Selain itu, acara diisi dengan pemutaran video profil perusahaan RS Ukrida, penampilan yang sangat apik dari Paduan Suara Ukrida, Voxa, virtual hospital tour di RS Ukrida, serta flash mob hand hygiene dari tim RS Ukrida.

Jauh sebelum pandemi, RS Ukrida sebenarnya sudah beberapa kali mengadakan tur untuk pihak internal Ukrida. Kegiatan ini akhirnya harus turut menyesuaikan dengan situasi pandemi yang terjadi. Tur rumah sakit yang dikemas dalam bentuk video diharapkan mampu menjawab keingintahuan masyarakat terhadap rumah sakit ini, setidaknya hingga pandemi usai.

Layani pasien Covid-19

Masih terkait pandemi, pada awal pembukaannya, RS Ukrida akan melayani pasien Covid-19. Pelayanan ini dimulai seminggu setelah rumah sakit resmi dibuka hingga beberapa waktu mendatang, dengan mempertimbangkan situasi yang terus berkembang.

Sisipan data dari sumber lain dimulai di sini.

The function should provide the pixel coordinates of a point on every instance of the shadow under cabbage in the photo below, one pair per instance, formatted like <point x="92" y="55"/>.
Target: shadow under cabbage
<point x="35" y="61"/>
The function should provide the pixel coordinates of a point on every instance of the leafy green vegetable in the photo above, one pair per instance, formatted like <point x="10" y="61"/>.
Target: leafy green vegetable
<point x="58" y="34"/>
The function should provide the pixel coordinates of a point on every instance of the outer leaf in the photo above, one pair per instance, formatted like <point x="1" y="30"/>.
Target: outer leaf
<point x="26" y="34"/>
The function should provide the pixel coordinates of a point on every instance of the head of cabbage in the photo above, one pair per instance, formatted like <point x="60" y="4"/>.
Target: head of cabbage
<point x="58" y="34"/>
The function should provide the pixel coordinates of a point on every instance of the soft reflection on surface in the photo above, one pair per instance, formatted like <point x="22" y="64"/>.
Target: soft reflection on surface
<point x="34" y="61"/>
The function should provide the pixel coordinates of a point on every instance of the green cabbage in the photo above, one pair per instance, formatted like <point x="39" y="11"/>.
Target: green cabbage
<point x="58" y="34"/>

“RS Ukrida akan menyediakan lima puluh tempat tidur bagi pasien Covid-19. Tiap pasien akan ditempatkan di ruang perawatan berbeda, yaitu satu kamar untuk satu pasien. Selain itu, diterapkan pula zonasi dan standar khusus Covid-19,” kata Direktur RS Ukrida dr Fushen MH MM FISQua.

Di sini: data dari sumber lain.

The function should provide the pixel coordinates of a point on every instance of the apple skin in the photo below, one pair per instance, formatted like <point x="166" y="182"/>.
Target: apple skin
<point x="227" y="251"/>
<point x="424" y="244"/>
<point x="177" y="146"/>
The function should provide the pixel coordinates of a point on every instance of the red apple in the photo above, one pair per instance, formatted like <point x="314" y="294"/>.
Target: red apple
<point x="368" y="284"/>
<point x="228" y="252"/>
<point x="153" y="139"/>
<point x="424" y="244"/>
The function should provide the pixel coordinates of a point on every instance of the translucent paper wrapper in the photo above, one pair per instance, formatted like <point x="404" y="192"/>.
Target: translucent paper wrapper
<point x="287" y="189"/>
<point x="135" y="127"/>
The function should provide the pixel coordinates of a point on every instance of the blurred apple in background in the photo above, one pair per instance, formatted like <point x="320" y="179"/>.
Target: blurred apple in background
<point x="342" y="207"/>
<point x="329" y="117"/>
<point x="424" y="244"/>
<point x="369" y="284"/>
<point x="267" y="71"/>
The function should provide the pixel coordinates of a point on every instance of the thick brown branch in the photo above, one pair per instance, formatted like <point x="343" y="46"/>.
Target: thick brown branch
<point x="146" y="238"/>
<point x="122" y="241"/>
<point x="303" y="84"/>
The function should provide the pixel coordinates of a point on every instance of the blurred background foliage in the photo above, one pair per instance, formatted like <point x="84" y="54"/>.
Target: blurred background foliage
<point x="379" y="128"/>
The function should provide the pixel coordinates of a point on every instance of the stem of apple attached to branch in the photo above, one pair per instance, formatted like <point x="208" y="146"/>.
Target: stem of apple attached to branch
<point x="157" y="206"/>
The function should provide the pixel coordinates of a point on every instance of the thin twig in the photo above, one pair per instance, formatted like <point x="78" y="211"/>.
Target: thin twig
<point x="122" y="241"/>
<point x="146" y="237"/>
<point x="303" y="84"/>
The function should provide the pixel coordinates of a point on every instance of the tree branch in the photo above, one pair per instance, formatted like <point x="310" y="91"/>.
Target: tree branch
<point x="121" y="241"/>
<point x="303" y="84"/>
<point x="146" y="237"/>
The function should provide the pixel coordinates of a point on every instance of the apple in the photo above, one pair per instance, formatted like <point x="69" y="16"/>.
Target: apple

Pengguntingan rangkaian bunga — Peresmian pembukaan RS Ukrida ditandai dengan pengguntingan rangkaian bunga oleh Direktur RS Ukrida dr Fushen MH MM FISQua; Ketua Umum Yayasan Pendidikan Tinggi Kristen Krida Wacana (YPTK-KW) Dr Ir Hidajat Lesmana MT; Ketua Umum Badan Pekerja Majelis GKI Sinode Wilayah Jawa Barat Pendeta Sheph Davidy Jonazh; Direktur Utama PT Upadana Krista Dipta Arjasa Suharjanto Nicolaus; Rektor Universitas Kristen Krida Wacana (Ukrida) Dr dr Wani Devita Gunardi SpMK (K) (dari kiri ke kanan).

Zonasi dan standar khusus Covid-19 ditujukan untuk memastikan penanganan pasien berjalan lancar dan maksimal. Di samping itu, prosedur tersebut menjaga supaya keamanan para pekerja ataupun mereka yang berada di lingkungan rumah sakit bisa lebih terjamin.

Bangunan RS Ukrida terdiri dari delapan lantai, di luar basement dan rooftop. Tiga lantai di antaranya, yang diperuntukkan bagi ruang perawatan, akan digunakan sebagai ruang perawatan pasien Covid-19 ataupun asrama untuk para tenaga kesehatan.